Если монархии Германии должны быть сохранены, то это может произойти только благодаря решимости войск. Конгресс в настоящий момент очевидно невозможен, и к нему нельзя будет приступить до тех пор, пока франкфуртский парламент не пройдет свой путь — завершение, которого, как думают некоторые, не только страстно желают, но которое уже очень близко. Дела зашли так далеко, что трудно представить, каким образом можно восстановить хоть какой-то порядок без гибельной альтернативы смуты и гражданской войны. На севере вновь появляются признаки республиканских сборищ, которые Пруссия на сей раз не может оставить без внимания, не пожертвовав остатками своей чести. В Вене восстание увенчалось успехом. Император во второй раз покинул Шенбрунн и открыто объявил, что когда он в следующий раз вернется в свою столицу, то во главе карающей армии. В этом заявлении нет ничего невероятного. Австрийская армия в меньшей степени подвержена губительному влиянию, о котором говорилось выше, чем армия любого другого немецкого государства; и хотя еще никогда ее услуги не требовались столь настоятельно в стольких угрожающих пунктах, как в настоящие дни, в ней все еще может остаться достаточно сил, чтобы сокрушить мятежную столицу. Разумеется, в таком случае все могут быть готовы услышать от либералов тот же вой ужаса, который исторгли их сочувствующие глотки, когда неаполитанский народ мужественно и смело встал на защиту своего законного государя. Сицилийский каннибализм можно простить, но неаполитанскую верность — никогда!

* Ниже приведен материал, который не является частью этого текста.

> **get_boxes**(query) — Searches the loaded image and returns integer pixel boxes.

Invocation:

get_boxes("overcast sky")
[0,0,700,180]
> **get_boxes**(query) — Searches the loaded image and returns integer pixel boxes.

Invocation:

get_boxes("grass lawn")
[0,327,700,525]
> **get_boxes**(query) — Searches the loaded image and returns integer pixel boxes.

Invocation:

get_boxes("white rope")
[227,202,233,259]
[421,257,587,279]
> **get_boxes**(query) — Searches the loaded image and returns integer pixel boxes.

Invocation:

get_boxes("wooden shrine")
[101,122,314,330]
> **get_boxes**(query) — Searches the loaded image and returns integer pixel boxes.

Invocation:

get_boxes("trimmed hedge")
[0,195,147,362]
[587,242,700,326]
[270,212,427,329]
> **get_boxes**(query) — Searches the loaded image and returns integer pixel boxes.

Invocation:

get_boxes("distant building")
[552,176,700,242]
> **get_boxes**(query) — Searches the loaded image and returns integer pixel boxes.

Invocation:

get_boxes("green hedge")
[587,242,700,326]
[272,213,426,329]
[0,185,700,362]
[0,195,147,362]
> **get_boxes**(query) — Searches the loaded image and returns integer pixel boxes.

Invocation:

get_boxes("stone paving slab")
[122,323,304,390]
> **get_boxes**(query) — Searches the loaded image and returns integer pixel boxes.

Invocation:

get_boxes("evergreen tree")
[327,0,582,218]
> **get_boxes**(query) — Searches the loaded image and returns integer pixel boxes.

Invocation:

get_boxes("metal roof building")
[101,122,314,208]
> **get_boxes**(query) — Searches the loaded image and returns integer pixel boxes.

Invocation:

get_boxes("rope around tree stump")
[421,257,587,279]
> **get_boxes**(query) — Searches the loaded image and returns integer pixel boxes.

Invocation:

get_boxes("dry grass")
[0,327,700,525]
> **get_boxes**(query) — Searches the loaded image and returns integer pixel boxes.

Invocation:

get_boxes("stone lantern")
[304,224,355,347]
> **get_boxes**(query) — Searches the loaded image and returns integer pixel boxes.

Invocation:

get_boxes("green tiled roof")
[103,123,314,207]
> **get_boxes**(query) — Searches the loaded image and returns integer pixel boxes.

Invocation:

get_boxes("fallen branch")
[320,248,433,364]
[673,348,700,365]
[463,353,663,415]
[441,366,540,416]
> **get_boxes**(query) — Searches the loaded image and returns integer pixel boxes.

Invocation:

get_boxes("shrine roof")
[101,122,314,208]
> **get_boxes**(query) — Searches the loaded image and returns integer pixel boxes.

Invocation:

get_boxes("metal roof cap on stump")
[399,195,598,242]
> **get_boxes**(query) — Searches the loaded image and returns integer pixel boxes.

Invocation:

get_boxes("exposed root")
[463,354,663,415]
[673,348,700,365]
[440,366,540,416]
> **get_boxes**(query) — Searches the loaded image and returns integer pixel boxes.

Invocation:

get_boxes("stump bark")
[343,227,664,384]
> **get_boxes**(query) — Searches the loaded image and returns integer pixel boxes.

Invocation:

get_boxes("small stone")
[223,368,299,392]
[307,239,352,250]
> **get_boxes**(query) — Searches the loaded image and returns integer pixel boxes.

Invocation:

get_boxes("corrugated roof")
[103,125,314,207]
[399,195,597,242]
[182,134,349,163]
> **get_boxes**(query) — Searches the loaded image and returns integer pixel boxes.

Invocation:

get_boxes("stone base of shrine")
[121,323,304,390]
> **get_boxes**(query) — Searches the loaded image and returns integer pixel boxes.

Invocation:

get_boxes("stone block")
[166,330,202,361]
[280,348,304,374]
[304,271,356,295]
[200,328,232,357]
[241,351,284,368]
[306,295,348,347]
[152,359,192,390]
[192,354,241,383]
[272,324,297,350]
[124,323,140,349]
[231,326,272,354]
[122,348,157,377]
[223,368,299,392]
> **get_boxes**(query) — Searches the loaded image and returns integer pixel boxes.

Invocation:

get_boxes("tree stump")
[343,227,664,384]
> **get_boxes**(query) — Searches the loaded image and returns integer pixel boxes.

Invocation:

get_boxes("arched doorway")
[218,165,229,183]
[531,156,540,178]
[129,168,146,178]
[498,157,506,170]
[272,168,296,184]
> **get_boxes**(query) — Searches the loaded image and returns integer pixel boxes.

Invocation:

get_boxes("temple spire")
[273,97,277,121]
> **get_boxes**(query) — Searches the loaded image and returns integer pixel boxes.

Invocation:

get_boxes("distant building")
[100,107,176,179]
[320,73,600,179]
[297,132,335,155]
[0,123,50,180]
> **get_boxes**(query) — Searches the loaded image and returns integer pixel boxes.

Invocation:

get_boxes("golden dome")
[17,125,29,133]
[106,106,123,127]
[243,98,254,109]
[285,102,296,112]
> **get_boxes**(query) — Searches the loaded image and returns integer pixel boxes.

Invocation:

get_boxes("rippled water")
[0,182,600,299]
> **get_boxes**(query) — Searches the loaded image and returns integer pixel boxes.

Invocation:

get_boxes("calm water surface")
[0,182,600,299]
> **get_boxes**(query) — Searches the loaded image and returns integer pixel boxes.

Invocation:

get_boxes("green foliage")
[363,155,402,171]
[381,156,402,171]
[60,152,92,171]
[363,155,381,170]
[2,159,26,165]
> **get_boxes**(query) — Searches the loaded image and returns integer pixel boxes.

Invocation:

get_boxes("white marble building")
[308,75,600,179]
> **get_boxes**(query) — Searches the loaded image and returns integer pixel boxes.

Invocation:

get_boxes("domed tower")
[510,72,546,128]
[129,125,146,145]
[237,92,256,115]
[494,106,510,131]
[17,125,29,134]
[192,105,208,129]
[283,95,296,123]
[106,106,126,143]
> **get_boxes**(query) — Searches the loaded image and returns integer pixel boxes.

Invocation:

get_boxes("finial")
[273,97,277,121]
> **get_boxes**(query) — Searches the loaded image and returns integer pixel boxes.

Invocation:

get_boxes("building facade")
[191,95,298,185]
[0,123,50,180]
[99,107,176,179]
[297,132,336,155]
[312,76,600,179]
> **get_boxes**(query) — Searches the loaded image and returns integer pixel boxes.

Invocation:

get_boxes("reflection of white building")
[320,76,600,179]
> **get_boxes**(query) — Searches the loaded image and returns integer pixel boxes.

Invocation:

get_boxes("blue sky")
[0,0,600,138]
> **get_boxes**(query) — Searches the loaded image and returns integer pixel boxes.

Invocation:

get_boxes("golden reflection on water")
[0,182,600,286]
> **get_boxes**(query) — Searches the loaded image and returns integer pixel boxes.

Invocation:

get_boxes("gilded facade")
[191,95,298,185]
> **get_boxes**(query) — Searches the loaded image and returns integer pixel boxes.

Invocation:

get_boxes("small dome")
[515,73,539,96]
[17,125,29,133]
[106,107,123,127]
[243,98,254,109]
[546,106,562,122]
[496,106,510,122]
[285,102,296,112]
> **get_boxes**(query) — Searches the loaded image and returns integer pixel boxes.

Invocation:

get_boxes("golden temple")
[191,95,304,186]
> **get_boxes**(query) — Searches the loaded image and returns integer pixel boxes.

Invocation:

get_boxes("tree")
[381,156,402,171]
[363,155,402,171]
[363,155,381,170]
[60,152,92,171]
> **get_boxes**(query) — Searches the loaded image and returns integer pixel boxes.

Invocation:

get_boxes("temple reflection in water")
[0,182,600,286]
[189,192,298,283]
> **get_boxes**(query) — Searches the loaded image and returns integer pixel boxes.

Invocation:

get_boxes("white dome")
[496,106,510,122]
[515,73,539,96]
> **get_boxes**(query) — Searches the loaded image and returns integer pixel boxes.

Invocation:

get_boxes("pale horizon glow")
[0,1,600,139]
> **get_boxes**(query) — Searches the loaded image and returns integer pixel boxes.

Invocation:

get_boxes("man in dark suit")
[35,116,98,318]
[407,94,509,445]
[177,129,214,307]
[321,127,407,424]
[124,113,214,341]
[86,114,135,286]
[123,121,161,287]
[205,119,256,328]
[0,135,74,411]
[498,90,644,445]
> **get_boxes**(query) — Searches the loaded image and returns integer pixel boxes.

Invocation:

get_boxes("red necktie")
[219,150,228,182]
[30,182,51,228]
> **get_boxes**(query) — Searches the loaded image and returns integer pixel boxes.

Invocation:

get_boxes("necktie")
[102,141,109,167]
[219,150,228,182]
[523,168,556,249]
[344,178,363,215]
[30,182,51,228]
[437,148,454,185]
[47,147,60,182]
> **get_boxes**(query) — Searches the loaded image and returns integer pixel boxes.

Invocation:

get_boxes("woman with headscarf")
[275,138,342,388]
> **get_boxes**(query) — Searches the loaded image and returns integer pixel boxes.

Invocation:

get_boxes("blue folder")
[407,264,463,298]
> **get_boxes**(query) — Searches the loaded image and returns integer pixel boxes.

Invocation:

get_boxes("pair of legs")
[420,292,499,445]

Связывать немецкое единство с существующей системой княжеств — пустая мечта. То ли фон Гагерн действительно искренен в попытках работать в этом направлении, то ли он просто поддерживает видимость такого союза с целью проложить путь к более радикальной мере демократии, может служить предметом законных сомнений. Если верно первое, он совершил серьезную ошибку, позволив союзу (диете) быть уничтоженным. Хотя это и трудно, было отнюдь не невозможно скорректировать отдельные конституции германских государств на либеральной основе и возложить на палаты право выдвижения членов имперского рейхстага. Подобная система могла бы обеспечить столько единства целей, сколько требовалось для общего управления, не прибегая к опасному эксперименту с парламентом, избранным на основе всеобщего избирательного права. Но ничего подобного не предпринималось. Напротив, сейм пал без борьбы: его прежние функции прекратились, когда Пруссия покинула его ради проведения собственной независимой политики; и никто не попытался реанимировать его вливанием новой крови.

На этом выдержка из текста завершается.